Os erros malthusianos de Thanos

Vilões inesquecíveis são aqueles com as motivações mais convincentes e nesse quesito Thanos talvez seja o melhor vilão do Marvel Cinematic Universe.

 

 

 

*** Spoilers de Vingadores: Guerra Infinita à frente. Siga por Sua conta e risco. ***

 

 

 

Em Vingadores: Guerra Infinita conhecemos a verdadeira motivação de Thanos. Vendo seu planeta natal condenado ao colapso devido à escassez de recursos frente ao excesso populacional, o vilão vislumbrou uma saída fácil, rápida e imparcial: dizimar metade da população, o que resolveria o problema do desequilíbrio entre produção e população.

Thanos não pôde salvar seu planeta, mas pretende salvar o universo do mesmo destino, sacrificando até a própria filha para isso. Não se pode negar a determinação e convicção de Thanos, mas aqui já é traçada uma primeira linha entre heróis e vilões: os primeiros não trocam vidas.

Mas estaria Thanos certo? Para Thomas Malthus (1766-1834), pensador que se destacou por sua contribuição no campo da Economia, sim.

É conhecida a afirmação de Malthus em seu Ensaio Sobre a População (1798):

“A população, quando não controlada, cresce numa progressão geométrica.

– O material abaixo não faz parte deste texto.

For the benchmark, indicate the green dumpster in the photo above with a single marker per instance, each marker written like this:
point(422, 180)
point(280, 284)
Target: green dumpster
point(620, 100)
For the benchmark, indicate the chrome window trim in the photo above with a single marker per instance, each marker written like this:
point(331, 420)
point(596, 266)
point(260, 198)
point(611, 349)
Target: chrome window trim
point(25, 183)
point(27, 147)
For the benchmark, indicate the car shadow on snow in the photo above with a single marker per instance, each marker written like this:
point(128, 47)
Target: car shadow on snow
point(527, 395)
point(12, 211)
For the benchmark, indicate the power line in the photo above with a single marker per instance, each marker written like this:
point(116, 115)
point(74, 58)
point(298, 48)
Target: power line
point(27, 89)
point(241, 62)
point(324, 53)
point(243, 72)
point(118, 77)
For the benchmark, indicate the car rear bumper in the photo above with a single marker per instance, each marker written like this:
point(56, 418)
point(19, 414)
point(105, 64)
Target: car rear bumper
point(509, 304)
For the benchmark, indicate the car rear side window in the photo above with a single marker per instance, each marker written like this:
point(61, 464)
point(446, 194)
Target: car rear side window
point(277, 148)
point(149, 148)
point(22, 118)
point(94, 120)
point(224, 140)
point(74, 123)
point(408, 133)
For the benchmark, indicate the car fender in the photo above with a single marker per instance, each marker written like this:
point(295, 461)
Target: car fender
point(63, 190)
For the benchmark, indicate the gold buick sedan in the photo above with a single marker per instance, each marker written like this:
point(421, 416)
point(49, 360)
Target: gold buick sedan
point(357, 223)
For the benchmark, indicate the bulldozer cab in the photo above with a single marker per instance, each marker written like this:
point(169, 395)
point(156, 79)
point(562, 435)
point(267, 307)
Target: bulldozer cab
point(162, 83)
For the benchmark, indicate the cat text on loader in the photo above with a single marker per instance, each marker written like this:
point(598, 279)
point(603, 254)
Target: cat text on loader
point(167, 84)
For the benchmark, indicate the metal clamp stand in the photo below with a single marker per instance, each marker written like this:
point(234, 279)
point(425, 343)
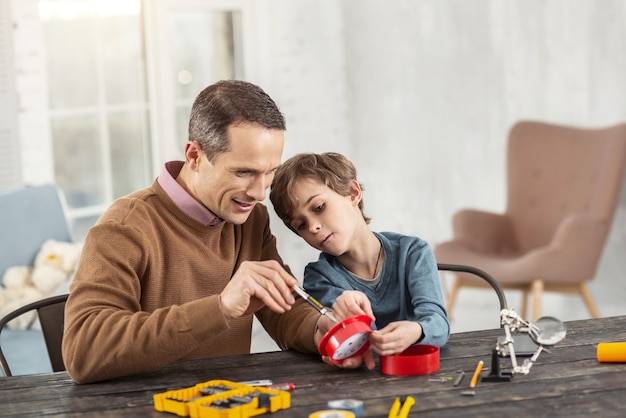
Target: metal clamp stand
point(497, 375)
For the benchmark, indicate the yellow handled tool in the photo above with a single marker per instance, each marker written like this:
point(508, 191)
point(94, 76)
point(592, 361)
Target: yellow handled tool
point(396, 412)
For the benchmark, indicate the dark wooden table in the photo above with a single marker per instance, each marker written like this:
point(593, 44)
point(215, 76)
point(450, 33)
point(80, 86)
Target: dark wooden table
point(567, 381)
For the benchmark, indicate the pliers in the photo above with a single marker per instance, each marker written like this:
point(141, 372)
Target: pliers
point(395, 411)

Os meios de subsistência crescem apenas numa progressão aritmética”.

Ou seja, de acordo com Malthus, sempre existirá um desequilíbrio entre população e produção, gerando pobreza. A desigualdade não está só explicada, está também justificada. Na época em que Malthus escreveu não era possível ter evidências empíricas suficientes para fazer uma afirmação tão categórica, mas ela foi elevada à categoria de princípio, de ciência, principalmente por sua utilidade.

 Afinal, se a afirmação de Malthus é uma lei, tão evidente quanto a da gravidade, não seria possível a eliminação da pobreza, mas seria possível a eliminação dos pobres. Ao menos Thanos já marca sua distância em relação ao pensador inglês: para o vilão, a eliminação deve ser indistinta.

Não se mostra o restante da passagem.